Gezien de woede van Herman Pleij en Ramsey Nasr, maandag in De Wereld Draait Door, waar ze ruzieden met principiële thuisblijver P.F.Thomése, zat het de Nederlandse schrijvers die terugkwamen van de Boekenbeurs in Bejing hoog, de kritiek die hier over hen was uitgestort. Het oudhollandse opgeheven vingertje had duchtig gezwaaid vanuit de veilige leunstoel. Terwijl zíj het waren, de uitgenodigde schrijvers en uitgevers, die informeel contact hadden gehad met Chinese schrijvers, en de lezers zicht boden op de wereld buiten hun benarde land, dat nu eenmaal ‘in een andere ontwikkelingsfase’ verkeert dan het onze.

Nee, ik had dat speldje in China ook niet opgeprikt. Liever niet groepsgewijs paraderen met een door een denkpolitie afgedwongen standpunt. En ik kan me van de deelnemende schrijvers en uitgevers, van wie ik de meeste hoogacht, niet voorstellen dat ze tijdens etentjes níet de beknotting van schrijvers hebben aangeroerd. Henk Pröpper, voorzitter van het Nederlands Letterenfonds, noemde de situatie van kritische auteurs in China ‘lastig’. Dat is een bleek adjectief als er, terwijl jij als gast mag stralen, aan schrijvers met wie je had willen spreken huisarrest wordt opgelegd. Maar ja, als je je gastheer, een regime dat e-mails controleert, websites blokkeert en schrijvers gevangen zet, niet mag schofferen, heb je het ongetwijfeld lastig.
Schrijvers, delegatie of niet, spreken niet namens een land, maar namens zichzelf. Dat is precies de reden dat het goed is dat ze wél zijn gegaan. Chinese schrijvers en uitgevers snakken naar contact met buitenlanders en lezers naar buitenlandse boeken. Ik hoop wel dat schrijvers de verbeeldingskracht hebben om zich de wanhoop voor te stellen van collega’s voor wie monddood gemaakt worden precies even erg is als voor henzelf, in welke ‘ontwikkelingsfase’ hun land ook verkeert.

Van een culturele boycot door zelfingenomen intellectuelen worden schrijvers noch lezers gelukkiger. In 1984 beging F.B. Hotz een fout, een angstige fout. Niemand minder dan J.M. Coetzee, de latere Nobelprijswinnaar, wilde Hotz’ verhalen vertalen in het Engels, voor een Zuid-Afrikaanse uitgever. Coetzee vond Hotz werk ongelooflijk goed. Maar Hotz, bepaald niet links, weigerde omdat hij niet wilde dat zijn werk in een ‘fout’ land zou verschijnen. Wat een gemiste kans.

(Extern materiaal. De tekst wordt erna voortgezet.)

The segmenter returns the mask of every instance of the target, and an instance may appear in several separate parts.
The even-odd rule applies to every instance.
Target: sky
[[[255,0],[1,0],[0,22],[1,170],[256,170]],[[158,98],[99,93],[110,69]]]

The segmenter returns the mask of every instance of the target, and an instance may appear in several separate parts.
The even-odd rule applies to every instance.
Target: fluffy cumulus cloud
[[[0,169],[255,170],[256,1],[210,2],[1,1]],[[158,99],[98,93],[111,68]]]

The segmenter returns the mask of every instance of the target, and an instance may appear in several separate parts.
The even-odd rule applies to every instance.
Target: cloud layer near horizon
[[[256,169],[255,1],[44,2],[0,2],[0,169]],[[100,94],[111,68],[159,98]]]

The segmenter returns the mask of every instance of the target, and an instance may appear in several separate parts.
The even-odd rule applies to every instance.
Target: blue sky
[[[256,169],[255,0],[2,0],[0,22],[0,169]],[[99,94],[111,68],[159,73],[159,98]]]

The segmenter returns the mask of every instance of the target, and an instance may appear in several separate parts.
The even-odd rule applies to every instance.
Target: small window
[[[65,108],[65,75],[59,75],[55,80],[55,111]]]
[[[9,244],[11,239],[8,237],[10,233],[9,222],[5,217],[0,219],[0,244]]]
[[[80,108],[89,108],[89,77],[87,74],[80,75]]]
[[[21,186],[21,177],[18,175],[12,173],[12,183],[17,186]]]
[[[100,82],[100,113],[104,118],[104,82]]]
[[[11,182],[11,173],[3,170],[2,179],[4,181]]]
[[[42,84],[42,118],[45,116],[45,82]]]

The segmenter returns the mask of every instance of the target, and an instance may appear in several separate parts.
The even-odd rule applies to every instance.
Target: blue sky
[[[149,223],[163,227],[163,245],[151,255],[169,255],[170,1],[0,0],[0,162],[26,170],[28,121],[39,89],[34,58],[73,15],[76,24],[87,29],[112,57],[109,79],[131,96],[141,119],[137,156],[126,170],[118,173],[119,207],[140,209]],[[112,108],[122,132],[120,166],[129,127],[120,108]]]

Tienchi Martin-Liao hoopte dat de Nederlandse schrijvers op elk podium dat ze tegenkwamen, onbekommerd zouden vertellen over de mooie traditie van het vrije woord in ons land; dat konden zíj risicoloos doen. Ik hoop dat anderen dan Kader Abdolah, de Iraniër die weet wat onvrijheid is, dat hebben gedaan. Parmantig zeggen, zoals Margriet de Moor deed, dat literatuur ‘een ondermijnende werking’ heeft – zodat je altijd goed zit – , is al te makkelijk. Dat hebben die Chinese schrijvers gemerkt, hoe ondermijnend literatuur kan zijn.